About feature testing and the new website design

  • We regularly test new features on our new site, as a result a number of functions and features may not perform exactly as expected for a short while.
  • Registration for this site is entirely optional and all resources are freely available as normal.

The New Look ArchSearch

ADS holdings are split between ‘monument inventories’ and ‘archives’ and this division is now more explicit on the ADS website with separate search mechanisms for each, which should make finding a particular archive collection, on say Stonehenge, easier to find without having to wade through numerous monument inventory entries on Stonehenge if they are not what you are after. The archives themselves have been classified into a number of categories such as subject, programme and region. This is where the faceted classification system comes into it’s own. When looking for a particular region, for example South East England, a couple of mouse clicks will constrain the archive search to that area, additionally clicking on a subject area, for example Environmental, and the search is further constrained, in this case to the 14 archives we hold on environmental topics in the South East of England. The results themselves can then be ordered alphabetically by title or chronologically on the year of their release.

For the ArchSearch faceted classification system's first iteration we have decided to stick with our old friends, where, what and when. In this new interface users can click onto facets relating to what a monument is (based on the Thesaurus of Monument types), where it is (based on the current County District Parish list) and when it relates to (based on the MIDAS period types). What this means is that with a small number of clicks the 1,000,000 or so available records can be narrowed down very quickly to quite specific searches with manageable results sets. In one example, with only three selections: Castle; Conwy; Medieval the results set goes from 1,000,000 to seven records from two different data sources. If you know exactly what part of the country you are interested in the new ArchSearch also features an interactive mapping pane that both allows the selection of a particular area of interest and displays results.

It should be noted that not all the original records have such specific data attached to them on every facet and it goes without saying that if you prefer the straightforward search box approach this will still work and will still return the results you are looking for. In fact the first page of ArchSearch is the traditional search box, additional features such as browsing and mapping can be accessed via the tall vertical buttons, or blades.

The new ArchSearch interface also features an advanced search and an experimental ‘External’ search.
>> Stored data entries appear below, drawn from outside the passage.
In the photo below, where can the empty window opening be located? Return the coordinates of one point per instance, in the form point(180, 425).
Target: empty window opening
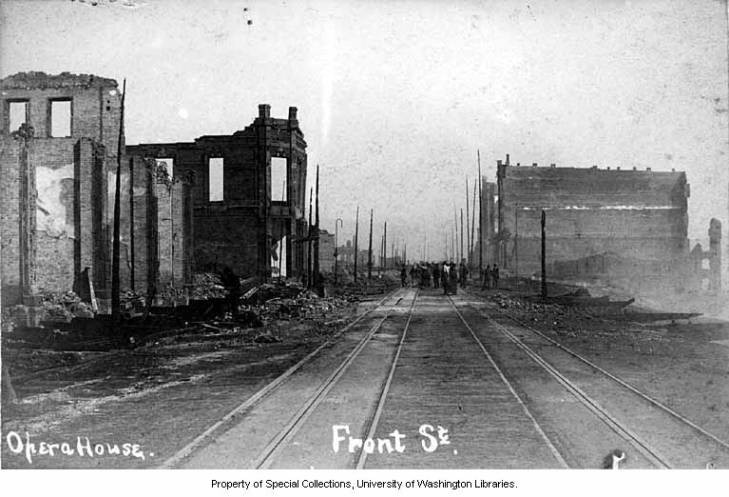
point(17, 115)
point(165, 167)
point(279, 184)
point(60, 118)
point(215, 179)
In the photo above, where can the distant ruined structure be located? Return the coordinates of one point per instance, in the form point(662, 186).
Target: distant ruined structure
point(58, 146)
point(226, 200)
point(248, 195)
point(628, 227)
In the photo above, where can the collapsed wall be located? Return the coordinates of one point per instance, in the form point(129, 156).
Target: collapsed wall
point(639, 217)
point(248, 195)
point(58, 138)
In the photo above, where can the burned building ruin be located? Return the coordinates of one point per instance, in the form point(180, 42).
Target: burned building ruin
point(232, 201)
point(58, 144)
point(624, 226)
point(248, 193)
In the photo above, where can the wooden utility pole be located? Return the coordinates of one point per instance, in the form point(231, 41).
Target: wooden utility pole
point(316, 235)
point(516, 243)
point(480, 217)
point(369, 250)
point(544, 255)
point(116, 244)
point(384, 248)
point(308, 242)
point(132, 257)
point(455, 234)
point(356, 243)
point(473, 221)
point(468, 222)
point(461, 259)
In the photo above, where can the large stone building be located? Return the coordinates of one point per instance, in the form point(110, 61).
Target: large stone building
point(248, 195)
point(58, 142)
point(235, 200)
point(627, 224)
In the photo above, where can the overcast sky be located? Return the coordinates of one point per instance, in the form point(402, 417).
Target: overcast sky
point(395, 98)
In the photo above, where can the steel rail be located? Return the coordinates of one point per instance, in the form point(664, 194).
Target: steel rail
point(198, 441)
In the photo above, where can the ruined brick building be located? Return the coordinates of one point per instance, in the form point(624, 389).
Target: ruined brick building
point(248, 193)
point(59, 137)
point(235, 200)
point(625, 225)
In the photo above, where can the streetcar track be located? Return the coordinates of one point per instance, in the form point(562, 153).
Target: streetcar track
point(626, 385)
point(266, 457)
point(643, 447)
point(251, 401)
point(555, 452)
point(362, 459)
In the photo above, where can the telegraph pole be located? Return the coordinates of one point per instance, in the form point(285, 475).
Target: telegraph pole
point(516, 243)
point(356, 243)
point(316, 235)
point(480, 217)
point(308, 242)
point(384, 248)
point(461, 259)
point(544, 256)
point(116, 244)
point(468, 222)
point(369, 250)
point(473, 221)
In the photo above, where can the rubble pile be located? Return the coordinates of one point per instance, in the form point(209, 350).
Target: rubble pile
point(64, 307)
point(207, 286)
point(562, 320)
point(286, 300)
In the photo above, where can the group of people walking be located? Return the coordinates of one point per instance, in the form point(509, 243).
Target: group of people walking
point(446, 275)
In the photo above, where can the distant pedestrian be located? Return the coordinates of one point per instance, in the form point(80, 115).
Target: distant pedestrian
point(453, 278)
point(463, 273)
point(486, 278)
point(231, 282)
point(436, 275)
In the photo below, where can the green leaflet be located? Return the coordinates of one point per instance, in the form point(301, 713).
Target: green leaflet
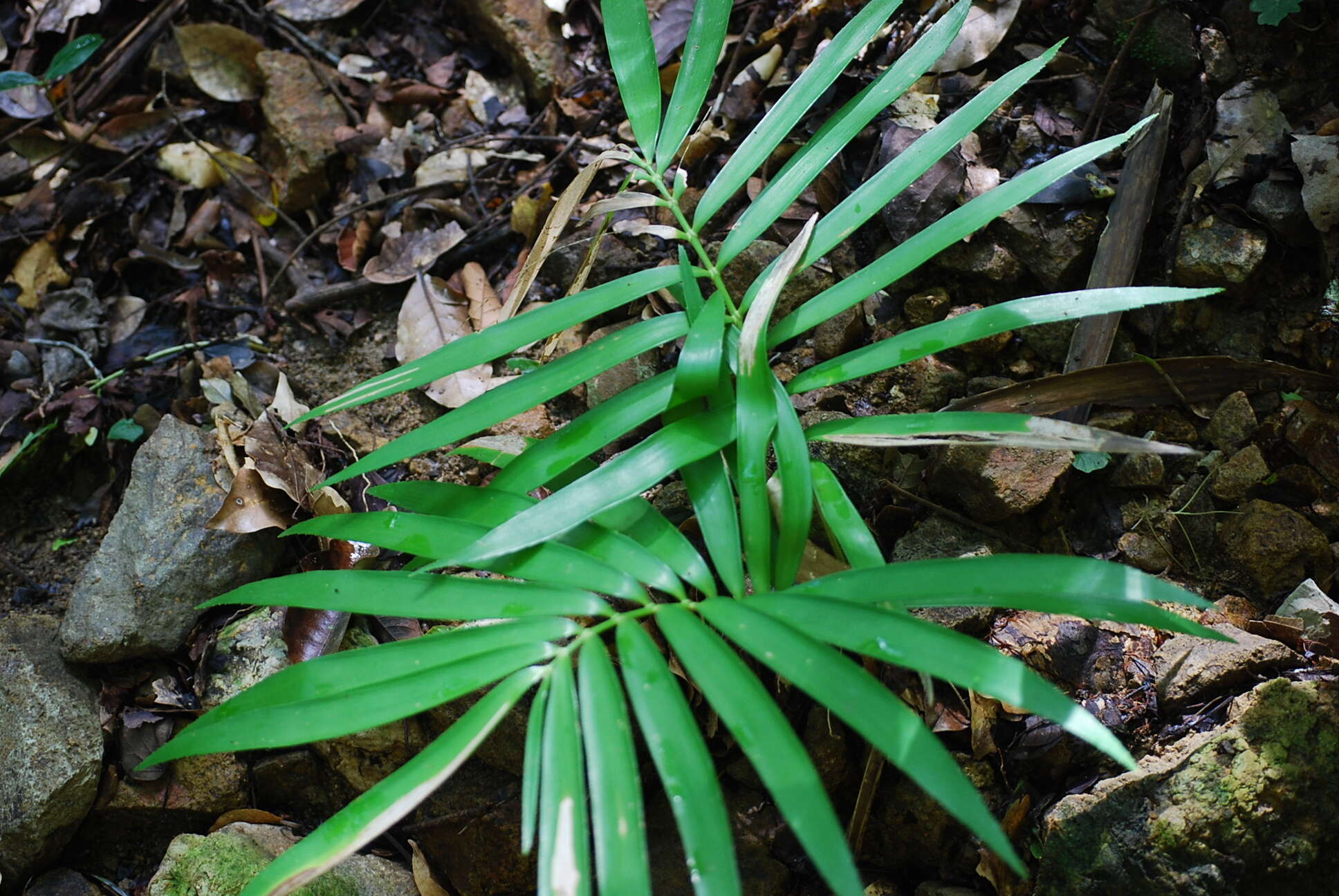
point(768, 740)
point(925, 647)
point(788, 110)
point(627, 32)
point(975, 324)
point(374, 812)
point(702, 50)
point(1047, 584)
point(402, 594)
point(499, 339)
point(564, 825)
point(437, 537)
point(845, 530)
point(618, 821)
point(865, 704)
point(523, 393)
point(838, 130)
point(628, 474)
point(360, 689)
point(682, 761)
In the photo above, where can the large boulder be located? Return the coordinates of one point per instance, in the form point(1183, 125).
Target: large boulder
point(1244, 810)
point(51, 743)
point(137, 597)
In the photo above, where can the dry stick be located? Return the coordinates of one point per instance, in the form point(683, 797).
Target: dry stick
point(1117, 64)
point(1118, 248)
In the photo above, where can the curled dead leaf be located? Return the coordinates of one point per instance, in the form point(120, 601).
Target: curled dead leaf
point(402, 257)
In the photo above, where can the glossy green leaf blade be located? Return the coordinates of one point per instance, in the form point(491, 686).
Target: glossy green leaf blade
point(73, 55)
point(682, 761)
point(689, 290)
point(788, 110)
point(755, 414)
point(1042, 583)
point(768, 740)
point(841, 519)
point(402, 594)
point(901, 171)
point(936, 237)
point(564, 823)
point(837, 131)
point(524, 393)
point(438, 537)
point(378, 810)
point(616, 814)
point(628, 474)
point(895, 637)
point(500, 339)
point(714, 504)
point(390, 689)
point(530, 770)
point(865, 704)
point(983, 427)
point(495, 507)
point(640, 521)
point(986, 321)
point(797, 503)
point(701, 53)
point(627, 32)
point(698, 371)
point(587, 434)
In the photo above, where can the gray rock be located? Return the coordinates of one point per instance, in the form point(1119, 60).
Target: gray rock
point(1232, 422)
point(528, 35)
point(1243, 810)
point(623, 375)
point(246, 651)
point(1213, 254)
point(1055, 251)
point(1220, 66)
point(1310, 604)
point(137, 597)
point(1274, 548)
point(927, 307)
point(981, 257)
point(745, 268)
point(1277, 205)
point(998, 483)
point(1192, 669)
point(224, 861)
point(1239, 474)
point(51, 743)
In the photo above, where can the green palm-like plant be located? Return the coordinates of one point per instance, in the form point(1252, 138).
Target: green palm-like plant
point(592, 566)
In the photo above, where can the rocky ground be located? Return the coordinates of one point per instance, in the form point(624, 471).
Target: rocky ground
point(114, 523)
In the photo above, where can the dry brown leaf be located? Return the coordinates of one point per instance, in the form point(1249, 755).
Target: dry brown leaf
point(983, 31)
point(553, 227)
point(483, 303)
point(221, 61)
point(252, 505)
point(423, 875)
point(38, 270)
point(405, 256)
point(313, 10)
point(430, 319)
point(250, 816)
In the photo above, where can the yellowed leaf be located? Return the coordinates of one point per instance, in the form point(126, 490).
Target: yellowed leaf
point(38, 270)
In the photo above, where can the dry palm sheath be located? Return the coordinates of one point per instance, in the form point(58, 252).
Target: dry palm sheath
point(598, 552)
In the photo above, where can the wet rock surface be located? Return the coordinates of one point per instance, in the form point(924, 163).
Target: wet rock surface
point(224, 861)
point(137, 597)
point(51, 743)
point(1240, 810)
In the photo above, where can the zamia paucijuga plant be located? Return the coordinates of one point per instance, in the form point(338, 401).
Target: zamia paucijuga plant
point(586, 572)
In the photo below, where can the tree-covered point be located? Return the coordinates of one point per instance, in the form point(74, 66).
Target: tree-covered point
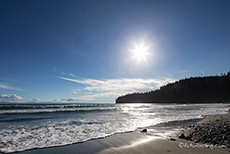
point(211, 89)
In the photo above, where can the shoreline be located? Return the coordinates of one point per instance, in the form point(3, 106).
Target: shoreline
point(157, 135)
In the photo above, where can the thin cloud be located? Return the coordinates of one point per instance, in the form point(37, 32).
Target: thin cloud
point(112, 88)
point(9, 87)
point(10, 98)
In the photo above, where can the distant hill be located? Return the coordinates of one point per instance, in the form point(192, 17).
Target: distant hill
point(211, 89)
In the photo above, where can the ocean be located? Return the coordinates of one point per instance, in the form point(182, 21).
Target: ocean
point(29, 126)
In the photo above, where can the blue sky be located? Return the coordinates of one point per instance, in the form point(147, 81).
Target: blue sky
point(84, 51)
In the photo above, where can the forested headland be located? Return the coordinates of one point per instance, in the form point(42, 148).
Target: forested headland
point(210, 89)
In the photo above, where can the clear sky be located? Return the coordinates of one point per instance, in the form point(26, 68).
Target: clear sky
point(94, 51)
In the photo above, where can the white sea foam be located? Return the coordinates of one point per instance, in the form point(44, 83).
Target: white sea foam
point(79, 128)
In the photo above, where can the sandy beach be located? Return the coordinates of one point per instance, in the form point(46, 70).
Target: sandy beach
point(146, 143)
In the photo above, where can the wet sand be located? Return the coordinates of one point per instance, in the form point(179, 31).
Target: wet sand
point(146, 143)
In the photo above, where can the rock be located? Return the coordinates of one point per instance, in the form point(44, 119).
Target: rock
point(182, 136)
point(144, 131)
point(172, 139)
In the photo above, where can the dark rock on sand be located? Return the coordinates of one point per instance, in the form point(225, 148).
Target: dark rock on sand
point(213, 130)
point(144, 131)
point(172, 139)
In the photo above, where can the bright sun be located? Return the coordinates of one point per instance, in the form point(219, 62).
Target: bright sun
point(140, 52)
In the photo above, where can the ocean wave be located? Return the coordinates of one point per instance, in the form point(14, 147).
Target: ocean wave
point(29, 111)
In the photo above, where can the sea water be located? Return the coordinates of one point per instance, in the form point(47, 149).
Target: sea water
point(28, 126)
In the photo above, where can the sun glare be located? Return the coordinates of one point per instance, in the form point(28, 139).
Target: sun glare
point(140, 52)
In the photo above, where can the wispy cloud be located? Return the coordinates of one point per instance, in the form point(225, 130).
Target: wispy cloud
point(112, 88)
point(10, 98)
point(9, 87)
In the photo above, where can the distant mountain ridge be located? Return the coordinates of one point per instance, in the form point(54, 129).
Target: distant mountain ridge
point(211, 89)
The external search takes the query constructed in the browser and map and sends it off to externally hosted resources i.e. online monument inventories that are searchable via a web service. This section also includes links to two other search interfaces intended to extend your search across national boundaries, across European partners in the case of ARENA II and across the Atlantic Ocean in the case of TAG.

The procedures developed at the ADS for assigning facets, including relating coordinate positions for monuments to counties, districts and parishes have been quite complex. They have involved, amongst other things, the use of Natural Language Processing and queries using Oracle Spatial. As a result we believe we have created a very powerful search tool, however it is one that may require a little experimentation to become familiar with.